By the second trimester, when morning sickness has usually passed, those who have never tried prenatal yoga may want to begin now. Regardless of the level of experience with yoga, expectant women who perform yoga at this stage of their pregnancy should use caution and refrain from exerting themselves or performing moves that require extreme stretching.
Experts recommend they refrain from jumping, jump-throughs or rolling in their transition between movements, but step or crawl instead. For instance, with a move such as the sun salutation, yoga instructors recommend that pregnant women keep their chest no more 85 degrees from the floor in the forward position of the move and place their hands in front of their feet as opposed to the sides.
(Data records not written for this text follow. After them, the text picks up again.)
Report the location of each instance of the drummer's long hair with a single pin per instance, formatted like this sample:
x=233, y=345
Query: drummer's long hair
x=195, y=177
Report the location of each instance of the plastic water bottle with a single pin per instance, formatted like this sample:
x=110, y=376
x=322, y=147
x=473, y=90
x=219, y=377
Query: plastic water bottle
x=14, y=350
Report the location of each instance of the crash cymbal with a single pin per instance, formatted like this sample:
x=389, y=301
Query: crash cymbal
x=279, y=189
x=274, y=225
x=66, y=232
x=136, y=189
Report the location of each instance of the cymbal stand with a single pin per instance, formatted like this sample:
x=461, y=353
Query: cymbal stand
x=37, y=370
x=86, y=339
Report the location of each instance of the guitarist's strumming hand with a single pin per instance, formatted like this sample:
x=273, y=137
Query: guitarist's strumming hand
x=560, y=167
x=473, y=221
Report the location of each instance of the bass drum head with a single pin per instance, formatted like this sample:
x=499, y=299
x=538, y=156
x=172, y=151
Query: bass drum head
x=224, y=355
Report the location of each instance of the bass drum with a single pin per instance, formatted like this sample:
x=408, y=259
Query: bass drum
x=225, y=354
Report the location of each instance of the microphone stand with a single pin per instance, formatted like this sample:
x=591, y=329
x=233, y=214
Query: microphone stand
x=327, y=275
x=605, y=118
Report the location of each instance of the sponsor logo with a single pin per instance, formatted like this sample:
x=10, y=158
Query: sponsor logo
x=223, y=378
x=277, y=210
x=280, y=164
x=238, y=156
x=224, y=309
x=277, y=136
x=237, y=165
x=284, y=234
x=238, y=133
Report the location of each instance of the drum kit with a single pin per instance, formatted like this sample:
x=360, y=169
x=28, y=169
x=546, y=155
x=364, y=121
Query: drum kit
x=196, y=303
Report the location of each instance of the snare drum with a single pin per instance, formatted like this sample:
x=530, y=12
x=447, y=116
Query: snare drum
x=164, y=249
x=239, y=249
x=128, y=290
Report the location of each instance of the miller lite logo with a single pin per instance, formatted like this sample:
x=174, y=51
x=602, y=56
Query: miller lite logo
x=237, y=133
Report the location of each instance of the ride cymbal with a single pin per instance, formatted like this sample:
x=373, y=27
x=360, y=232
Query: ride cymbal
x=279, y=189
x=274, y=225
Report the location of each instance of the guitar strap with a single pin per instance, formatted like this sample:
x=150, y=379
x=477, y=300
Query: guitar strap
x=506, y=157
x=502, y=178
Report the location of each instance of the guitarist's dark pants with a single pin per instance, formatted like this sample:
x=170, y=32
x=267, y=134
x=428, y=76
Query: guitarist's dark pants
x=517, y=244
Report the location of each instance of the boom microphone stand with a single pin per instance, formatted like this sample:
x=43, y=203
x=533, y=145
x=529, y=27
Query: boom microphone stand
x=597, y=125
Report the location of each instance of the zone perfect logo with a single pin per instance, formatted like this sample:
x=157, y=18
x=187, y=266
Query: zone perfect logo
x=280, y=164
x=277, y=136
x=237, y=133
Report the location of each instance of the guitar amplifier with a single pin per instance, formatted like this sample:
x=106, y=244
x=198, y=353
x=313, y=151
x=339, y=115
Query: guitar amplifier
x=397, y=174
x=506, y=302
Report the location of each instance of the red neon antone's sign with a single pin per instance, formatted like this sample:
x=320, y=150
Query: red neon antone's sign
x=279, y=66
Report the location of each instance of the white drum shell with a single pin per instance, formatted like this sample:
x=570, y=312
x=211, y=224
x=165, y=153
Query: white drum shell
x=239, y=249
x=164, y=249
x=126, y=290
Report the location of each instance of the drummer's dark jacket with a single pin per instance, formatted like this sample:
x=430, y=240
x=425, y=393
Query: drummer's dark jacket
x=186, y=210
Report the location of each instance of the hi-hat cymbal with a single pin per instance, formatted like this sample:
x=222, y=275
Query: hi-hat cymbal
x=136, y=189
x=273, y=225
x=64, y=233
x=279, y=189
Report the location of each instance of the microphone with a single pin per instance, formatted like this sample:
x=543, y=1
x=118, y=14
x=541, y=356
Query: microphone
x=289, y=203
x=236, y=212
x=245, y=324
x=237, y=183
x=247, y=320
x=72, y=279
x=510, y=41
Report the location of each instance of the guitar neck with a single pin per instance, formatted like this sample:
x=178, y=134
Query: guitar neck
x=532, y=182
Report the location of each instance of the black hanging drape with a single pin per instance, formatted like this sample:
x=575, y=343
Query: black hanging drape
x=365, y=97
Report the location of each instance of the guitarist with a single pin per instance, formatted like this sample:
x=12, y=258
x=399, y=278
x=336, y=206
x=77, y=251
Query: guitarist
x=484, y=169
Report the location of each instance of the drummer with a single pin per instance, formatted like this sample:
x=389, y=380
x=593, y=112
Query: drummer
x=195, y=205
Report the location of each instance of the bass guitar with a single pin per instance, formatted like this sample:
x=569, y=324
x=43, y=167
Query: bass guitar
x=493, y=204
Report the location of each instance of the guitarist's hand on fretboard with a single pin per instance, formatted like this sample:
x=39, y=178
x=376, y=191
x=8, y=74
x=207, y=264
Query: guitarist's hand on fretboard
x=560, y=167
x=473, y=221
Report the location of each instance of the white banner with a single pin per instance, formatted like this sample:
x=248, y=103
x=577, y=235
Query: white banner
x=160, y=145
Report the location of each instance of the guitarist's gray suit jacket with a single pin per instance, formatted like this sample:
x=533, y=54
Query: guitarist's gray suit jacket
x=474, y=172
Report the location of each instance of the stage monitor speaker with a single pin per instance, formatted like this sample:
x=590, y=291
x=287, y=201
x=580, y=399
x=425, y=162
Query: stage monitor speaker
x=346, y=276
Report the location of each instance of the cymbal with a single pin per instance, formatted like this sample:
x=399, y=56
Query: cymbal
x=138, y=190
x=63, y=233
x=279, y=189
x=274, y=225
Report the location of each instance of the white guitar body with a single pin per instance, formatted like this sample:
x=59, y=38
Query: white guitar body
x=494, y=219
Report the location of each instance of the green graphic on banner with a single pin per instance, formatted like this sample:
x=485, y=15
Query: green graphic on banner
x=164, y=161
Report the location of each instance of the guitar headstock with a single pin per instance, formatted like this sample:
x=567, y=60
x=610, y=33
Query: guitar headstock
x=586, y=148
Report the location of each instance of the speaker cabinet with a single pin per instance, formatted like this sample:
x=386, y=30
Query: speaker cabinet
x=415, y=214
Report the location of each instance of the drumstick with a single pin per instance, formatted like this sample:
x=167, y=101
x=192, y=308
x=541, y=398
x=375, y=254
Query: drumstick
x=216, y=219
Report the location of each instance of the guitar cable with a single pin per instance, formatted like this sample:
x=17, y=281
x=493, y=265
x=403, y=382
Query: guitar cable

Also, they recommend avoiding extreme twists which could cause placental abruption, poses that press the heel of the foot into the uterus while sitting or seated in the lotus and half-lotus positions unless you are able to keep the position loose and not twist the knees too much.
In the third trimester, an expectant mother will increase in size and her level of fatigue will change, which means she will have to alter her yoga participation. All yoga poses that compress the stomach should be avoided and they should recognize and respond to their feelings of general fatigue. They can continue to practice yoga, but only as long as they feel up to it. Gentle stretching and breathing exercises are fine.
At 36 weeks of pregnancy, women should limit the number of inversion poses they perform, such as Legs Up Against The Wall, Bridge Pose and Downward Dog. These moves may alter the position of the baby in a negative manner. The only exception is if the baby is in a breech position. In those instances, these poses may actually help to turn the baby into the proper position.
Along with these recommendations, yoga experts have a few rules that pregnant women should heed when participating in yoga classes. Avoid participating in Bikram yoga, also known as “hot yoga”. Doctors recommend that pregnant women avoid extreme heat.
During the second trimester, changes in the body can alter a woman’s center of gravity, so standing poses should be done using a chair for support or against a wall to reduce the possibility of her losing her balance and injuring herself.
When bending forward, bend at the hips with the chest leading the way and extending the spine from the tailbone to the base of the skull. Using this technique makes it easier for a pregnant woman to breath. If bending forward while you are sitting, use a towel or yoga strap behind the ankles and hold the strap or towel with both hands. Again, bend from the hip and keep the chest elevated to avoid compressing the abdominal area. Keep the legs open approximately hip width to give your stomach more room.
If you perform a twisting move or pose, twist from the shoulders and back as opposed to the waist and restrict your twisting to a position that is comfortable. These precautions are to ensure that you are not putting pressure on your abdominals.
Avoid back-bends, one-leg balancing, handstands, headstands and upward bow movements.
Finally, listen to your body. This is an amazing time in your life and yoga can help make pregnancy less stressful, less discomforting and even more peaceful.